Olivier Bron et Simon Liberman

[Mai 2020]

Nous avons toujours été curieux de découvrir des pionniers de la bande dessinée. Fin 2013, nous venions de publier Gustave Doré, et on réfléchissait tranquillement aux projets de patrimoine sur lesquels on pourrait travailler… Dès la création des éditions 2024, l’envie de republier des bandes dessinées anciennes était présente : ça nous a toujours semblé très complémentaire du travail qu’on voulait engager sur la jeune création ; et nous avions aussi conscience que cette « mémoire » de la bande dessinée relevait uniquement de la volonté des éditeurs, donc nous avions à cœur d’y participer — on a toujours été frustrés, en tant que lecteur, par la difficulté qu’on avait à remonter dans le temps…

Un bon copain (et auteur) qui bossait de temps en temps avec nous à l’époque, Eugène Riousse, nous envoie un jour un lien vers un site américain : une notice de quelques lignes sur G.Ri, accompagnée de 4 ou 5 images — des volcans, des ciels étoilés — toutes tirées de cette page magnifique du Professeur Diplodocus à travers les âges, à partir de laquelle nous avons finalement construit la couverture du premier recueil.

Visuellement, on est immédiatement séduits, et on décide de creuser un peu. À l’époque, sur cet artiste, c’est un grand silence blanc sur le web, quelques mentions ici ou là, mais pas vraiment d’articles. Rien sur Wikipedia… heureusement que Gallica répond présent. On se met à compiler toutes les pages des Belles Images présentant ses histoires, on épuise leboncoin, ebay et les boutiques d’anciens de notre connaissance et on arrive peu à peu à constituer un fonds solide, de quoi lire plusieurs récits complets en tous cas, et se faire une idée plus précise de la qualité et l’importance de l’œuvre.
Tout nous conforte dans notre idée de travailler à une publication : graphiquement, les pages inventives et impressionnantes se multiplient ; les mises en scène sont dynamiques, les plans relativement variés, et G.Ri a une vraie conscience de la composition globale de ses planches ; les récits sont intéressants et correspondent parfaitement au cœur du catalogue que nous construisons : de la SF, de l’aventure, des découvertes ; la sensation que G.Ri est complètement et assez injustement oublié, aussi. C’est d’ailleurs très généralement le cas des auteurs de cette période (Omry, Valvérane…), pendant laquelle la bande dessinée, publiée dans la presse jeunesse, ne faisait que très peu l’objet de publications sous forme de livres. Or, seuls les livres traversent le temps, la presse disparaît vite… Pourtant, on trouve quelques auteurs d’envergure qui citent G.Ri parmi leurs lectures marquantes (Saint-Ogan, Jean Bruller alias Vercors…)

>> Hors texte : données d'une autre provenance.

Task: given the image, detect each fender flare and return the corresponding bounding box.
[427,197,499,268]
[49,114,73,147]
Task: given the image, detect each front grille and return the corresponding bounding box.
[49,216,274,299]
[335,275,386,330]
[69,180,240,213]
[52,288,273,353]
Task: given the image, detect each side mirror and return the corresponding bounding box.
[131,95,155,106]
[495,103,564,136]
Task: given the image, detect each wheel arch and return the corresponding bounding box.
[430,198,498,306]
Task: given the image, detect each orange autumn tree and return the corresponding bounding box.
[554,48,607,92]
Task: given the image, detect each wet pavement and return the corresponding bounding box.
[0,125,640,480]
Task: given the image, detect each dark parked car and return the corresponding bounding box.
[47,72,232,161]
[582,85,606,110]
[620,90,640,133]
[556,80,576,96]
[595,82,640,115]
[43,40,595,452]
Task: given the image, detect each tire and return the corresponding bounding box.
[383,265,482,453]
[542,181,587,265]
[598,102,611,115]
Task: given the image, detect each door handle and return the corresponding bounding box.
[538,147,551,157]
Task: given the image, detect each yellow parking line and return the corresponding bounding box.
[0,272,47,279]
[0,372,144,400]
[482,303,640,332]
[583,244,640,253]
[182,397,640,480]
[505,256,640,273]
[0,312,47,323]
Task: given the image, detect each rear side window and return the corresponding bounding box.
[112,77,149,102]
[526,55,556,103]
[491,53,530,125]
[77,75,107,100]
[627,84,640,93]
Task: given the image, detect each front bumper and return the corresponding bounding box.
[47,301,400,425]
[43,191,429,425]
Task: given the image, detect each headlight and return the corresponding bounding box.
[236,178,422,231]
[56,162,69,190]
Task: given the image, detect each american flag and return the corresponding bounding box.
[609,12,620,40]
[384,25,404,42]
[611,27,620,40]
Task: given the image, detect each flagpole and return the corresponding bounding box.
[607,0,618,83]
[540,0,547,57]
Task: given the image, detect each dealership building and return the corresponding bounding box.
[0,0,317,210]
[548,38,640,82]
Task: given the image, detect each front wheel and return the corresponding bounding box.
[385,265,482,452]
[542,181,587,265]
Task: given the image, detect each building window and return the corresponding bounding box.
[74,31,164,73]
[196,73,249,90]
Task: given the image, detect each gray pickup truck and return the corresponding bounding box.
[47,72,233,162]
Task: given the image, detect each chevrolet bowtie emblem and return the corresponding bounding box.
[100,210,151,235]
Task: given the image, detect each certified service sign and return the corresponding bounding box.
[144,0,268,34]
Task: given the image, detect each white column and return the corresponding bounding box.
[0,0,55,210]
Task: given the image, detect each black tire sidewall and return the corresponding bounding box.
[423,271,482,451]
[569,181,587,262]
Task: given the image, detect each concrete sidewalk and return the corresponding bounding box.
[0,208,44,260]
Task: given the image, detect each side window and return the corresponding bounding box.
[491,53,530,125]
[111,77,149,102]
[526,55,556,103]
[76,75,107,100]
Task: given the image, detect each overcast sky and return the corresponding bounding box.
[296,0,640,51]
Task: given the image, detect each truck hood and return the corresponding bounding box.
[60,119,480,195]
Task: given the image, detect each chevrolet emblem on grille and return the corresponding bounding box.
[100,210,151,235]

Notre décision est donc assez rapidement arrêtée. Vient ensuite le temps de l’enquête : qui est ce Victor Mousselet ? On cherche sans réelle méthode ni expérience mais, de fil en aiguille, on finit par trouver son acte de décès et un maigre dossier militaire. Il y a peu de Mousselet dans l’annuaire, en France, alors on prend le temps de tous les contacter mais, sur l’homme, on n’en saura pas beaucoup plus. En revanche, on rencontre deux collectionneurs qui ont dans leurs cartons de très nombreux dessins originaux et quelques fanzines (Désiré, Le Collectionneur de Bandes dessinées…) dans lesquels on retrouve des articles intéressants.

Ses récits dans Les Belles Images sont la partie de son œuvre qui nous intéresse le plus ; et ceux-ci se répartissent globalement en trois catégories : la fantaisie scientifique (pré-SF), les contes de fées et le merveilleux, et des récits d’exploration (au pôle nord, sous la Terre…).

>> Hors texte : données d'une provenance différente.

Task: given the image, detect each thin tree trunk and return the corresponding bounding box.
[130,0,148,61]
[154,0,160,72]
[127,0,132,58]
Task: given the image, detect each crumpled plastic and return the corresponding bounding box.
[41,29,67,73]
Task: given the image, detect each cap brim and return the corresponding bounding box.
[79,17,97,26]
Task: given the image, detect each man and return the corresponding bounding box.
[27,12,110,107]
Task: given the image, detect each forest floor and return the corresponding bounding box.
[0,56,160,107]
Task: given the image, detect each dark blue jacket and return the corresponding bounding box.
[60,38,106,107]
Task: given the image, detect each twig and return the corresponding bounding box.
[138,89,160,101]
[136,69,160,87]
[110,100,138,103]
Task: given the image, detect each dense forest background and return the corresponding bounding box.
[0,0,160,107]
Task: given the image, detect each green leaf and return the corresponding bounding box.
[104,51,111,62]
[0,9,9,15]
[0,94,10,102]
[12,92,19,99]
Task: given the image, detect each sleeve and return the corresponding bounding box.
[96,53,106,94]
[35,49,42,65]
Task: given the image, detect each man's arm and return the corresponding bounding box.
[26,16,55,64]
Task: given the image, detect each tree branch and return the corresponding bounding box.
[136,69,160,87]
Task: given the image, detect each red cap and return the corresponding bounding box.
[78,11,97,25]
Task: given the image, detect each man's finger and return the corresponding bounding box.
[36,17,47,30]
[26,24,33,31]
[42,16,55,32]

En parallèle, on prend contact avec la BnF : il nous manque au moins un récit important, présent sur Gallica mais dont les numérisations ne permettent pas l’édition. Par bonheur, les éditions de la BnF (Marie-Caroline Dufayet & Benjamin Arranger) se montrent immédiatement curieuses et nous proposent d’y travailler ensemble… La coédition est très simple, chaque structure valorise d’abord les documents apportés et le temps de travail investi, puis on partage pour moitié coûts et recettes.

Nous sommes en 2015 et cette fois, c’est réellement parti : on peut se mettre au nettoyage des fichiers. Le premier livre sortira deux ans plus tard.